My world centered around hoping that boy would be at the barn-dance, hoping I was the toughest girl at Ultimate Frisbee, hoping I wore the right brands to be cool, and hoping Aslan wouldn't look CG, yup.
So I spent a lot of energy being miserable.
Quit expecting so much in life.
Just. Quit.Quit demanding so much of yourself and the people around you to make you happy.
Quit desiring fulfillment and actualization.
I know. It's been said before.
Books line our shelves about how to process disappointment and how to forgive God when He mortifies us. We suck it up, steel our shoulders and grimly face the cruel world; martyrs that we are. The movies will always be lame and the food will likely be as stale as the people.
But before you throw me out with the bath water, hear me out.
The secret to living well isn't in resignation, but in expecting nothing from what will ultimately ONLY FAIL TO DELIVER.
Chyeah, I kinda obsess over relationships and social gatherings, anticipating this grand transcendent fellowship.

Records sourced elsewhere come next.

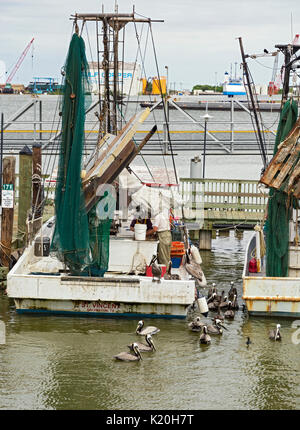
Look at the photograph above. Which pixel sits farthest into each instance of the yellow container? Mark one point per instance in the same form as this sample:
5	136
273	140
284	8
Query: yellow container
159	85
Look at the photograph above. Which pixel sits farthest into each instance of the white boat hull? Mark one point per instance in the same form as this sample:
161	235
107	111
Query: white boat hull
37	285
270	296
266	296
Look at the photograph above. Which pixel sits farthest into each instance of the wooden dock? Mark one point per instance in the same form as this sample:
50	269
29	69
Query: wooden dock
222	203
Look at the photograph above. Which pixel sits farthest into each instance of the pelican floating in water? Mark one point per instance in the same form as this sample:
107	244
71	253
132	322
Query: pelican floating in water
196	324
275	334
147	330
216	328
205	338
126	356
142	347
229	313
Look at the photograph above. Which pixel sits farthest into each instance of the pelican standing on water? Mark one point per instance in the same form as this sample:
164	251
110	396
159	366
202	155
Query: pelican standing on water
142	347
205	338
126	356
147	330
275	334
196	324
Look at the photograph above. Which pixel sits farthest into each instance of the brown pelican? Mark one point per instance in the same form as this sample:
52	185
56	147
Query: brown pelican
219	316
216	328
147	330
205	338
142	347
196	324
212	290
234	304
275	334
126	356
229	313
224	304
156	270
168	275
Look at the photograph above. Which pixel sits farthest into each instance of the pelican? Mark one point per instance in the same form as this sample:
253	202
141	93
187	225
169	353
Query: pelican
275	334
224	304
229	313
205	338
218	316
168	275
235	305
216	328
156	270
147	330
196	324
212	290
142	347
126	356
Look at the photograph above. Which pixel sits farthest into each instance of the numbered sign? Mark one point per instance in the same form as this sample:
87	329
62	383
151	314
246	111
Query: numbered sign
7	196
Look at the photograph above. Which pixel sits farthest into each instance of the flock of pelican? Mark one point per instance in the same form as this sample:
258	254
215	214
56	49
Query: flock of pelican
224	305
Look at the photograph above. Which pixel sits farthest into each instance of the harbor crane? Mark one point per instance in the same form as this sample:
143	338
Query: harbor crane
18	63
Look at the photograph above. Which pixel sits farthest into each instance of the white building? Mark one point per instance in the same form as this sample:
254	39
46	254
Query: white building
132	83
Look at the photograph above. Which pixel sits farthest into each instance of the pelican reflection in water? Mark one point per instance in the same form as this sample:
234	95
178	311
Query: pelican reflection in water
126	356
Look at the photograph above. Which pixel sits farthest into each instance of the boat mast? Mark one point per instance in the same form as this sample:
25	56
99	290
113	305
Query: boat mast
254	105
115	22
288	52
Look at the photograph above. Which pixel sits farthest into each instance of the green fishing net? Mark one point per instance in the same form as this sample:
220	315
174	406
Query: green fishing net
277	225
80	241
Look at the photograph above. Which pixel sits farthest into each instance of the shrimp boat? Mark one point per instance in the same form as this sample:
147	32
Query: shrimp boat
271	274
85	261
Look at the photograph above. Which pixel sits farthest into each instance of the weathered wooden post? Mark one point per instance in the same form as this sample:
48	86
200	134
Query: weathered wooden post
8	187
36	188
25	174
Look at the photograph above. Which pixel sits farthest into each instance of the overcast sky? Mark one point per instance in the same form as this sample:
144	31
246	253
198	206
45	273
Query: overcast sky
197	40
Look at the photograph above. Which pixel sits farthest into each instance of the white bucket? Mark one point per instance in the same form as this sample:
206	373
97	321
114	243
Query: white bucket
140	231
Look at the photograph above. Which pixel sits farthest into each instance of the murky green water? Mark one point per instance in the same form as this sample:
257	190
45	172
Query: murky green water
66	362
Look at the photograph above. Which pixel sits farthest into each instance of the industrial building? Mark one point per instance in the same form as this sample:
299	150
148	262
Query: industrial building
131	72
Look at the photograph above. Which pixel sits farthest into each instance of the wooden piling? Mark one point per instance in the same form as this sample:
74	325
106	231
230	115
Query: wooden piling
8	181
24	203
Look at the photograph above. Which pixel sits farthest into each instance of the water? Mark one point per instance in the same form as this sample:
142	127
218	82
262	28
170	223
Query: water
67	363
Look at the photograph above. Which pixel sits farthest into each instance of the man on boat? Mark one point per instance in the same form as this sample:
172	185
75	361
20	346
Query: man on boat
161	225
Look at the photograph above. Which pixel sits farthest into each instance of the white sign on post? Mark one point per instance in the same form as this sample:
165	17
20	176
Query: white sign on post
7	196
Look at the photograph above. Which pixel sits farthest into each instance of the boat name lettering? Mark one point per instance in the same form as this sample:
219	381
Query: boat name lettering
100	306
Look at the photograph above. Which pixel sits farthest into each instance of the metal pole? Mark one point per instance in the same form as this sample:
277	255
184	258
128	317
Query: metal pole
204	148
1	154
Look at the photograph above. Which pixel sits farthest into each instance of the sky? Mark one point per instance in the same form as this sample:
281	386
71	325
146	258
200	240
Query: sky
197	40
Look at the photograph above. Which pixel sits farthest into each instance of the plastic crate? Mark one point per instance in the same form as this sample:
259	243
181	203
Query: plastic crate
176	261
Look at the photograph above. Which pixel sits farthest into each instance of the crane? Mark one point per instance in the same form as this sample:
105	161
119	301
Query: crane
273	87
18	63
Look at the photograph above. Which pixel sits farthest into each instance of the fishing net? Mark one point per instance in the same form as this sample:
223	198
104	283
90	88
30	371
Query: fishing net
277	225
80	241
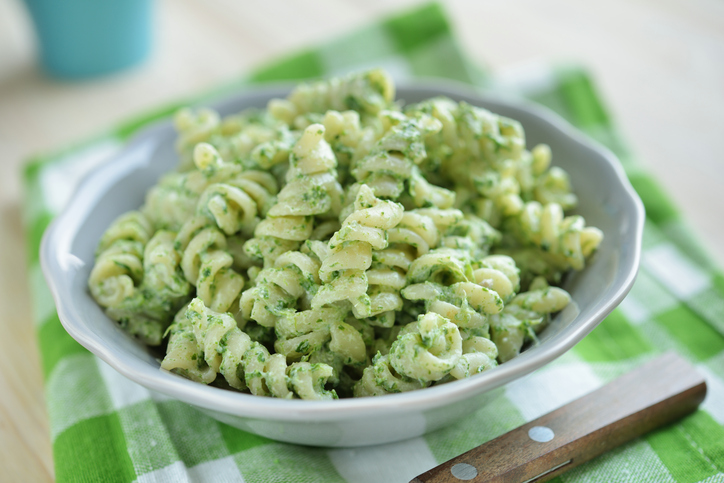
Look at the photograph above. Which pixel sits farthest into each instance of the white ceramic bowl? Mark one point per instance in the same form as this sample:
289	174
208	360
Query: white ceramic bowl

I'm definitely not above fueling my identity on any approval I can siphon from my fellow humans! Or am I the only one who flutters in excitement over the notification blurbs on the Facebook bar? See, I erect these idols of Acceptance and Affirmation and expect so so much from them to define me.
My happy brainwave tonight has been to Just. Quit. Quit expecting this momentary world, however dazzling, to define my eternal soul. Quit demanding happiness of myself and others. Quit looking for inner peace from temporal things.
I've accidentally found it's the relationships from which I expect the least that are consistently the most enriching.
It's the nutritious food I'm not craving that satisfies me best and keeps me from overeating.
It's the books I was sure would be boring that blow my mind, the exercise I thought I was too tired to do that gave me the energy I needed...It's the detours, the distractions, the diversions that fill my life with constant pleasure.
But beyond that, I must moment by moment recalibrate my deepest, thrumming desires, my inner longings, my highest aspirations to be anchored in an eternal, unchanging Order that is imperishable, unshakeable!
JESUS is my definition, my exhilaration, my actualization, my resolution! No anticipation in Him will go unmet; no hunger or longing for intimacy, acceptance, or delight will be insatiable in communion with Him. I can never demand too much, yearn too deeply, long too earnestly, or desire too fervently an expectation of Him that He cannot and will not satisfy. If anything, I demand too feebly of Him!!
I don't know about you, but I really want to be captivating. I just want to be cherished, desired, pursued. I want to be flawless, talented, accomplished. And when I look around all I see are people better, stronger, smarter, faster, funnier than me. But in CHRIST I'm famous! In CHRIST I'm intimately known and cherished! HE delights in lousy little me, not because of ANY minutia of merit of mine but out of HIS unlimited grace and glory.
James 4:14 "What is your life? For you are a mist that appears for a little time and then vanishes."
2 Cor. 1:20 "For all the promises of God find their Yes in Him."
Expect nothing of anything, anyone but Jesus. You may just find yourself terribly pleased.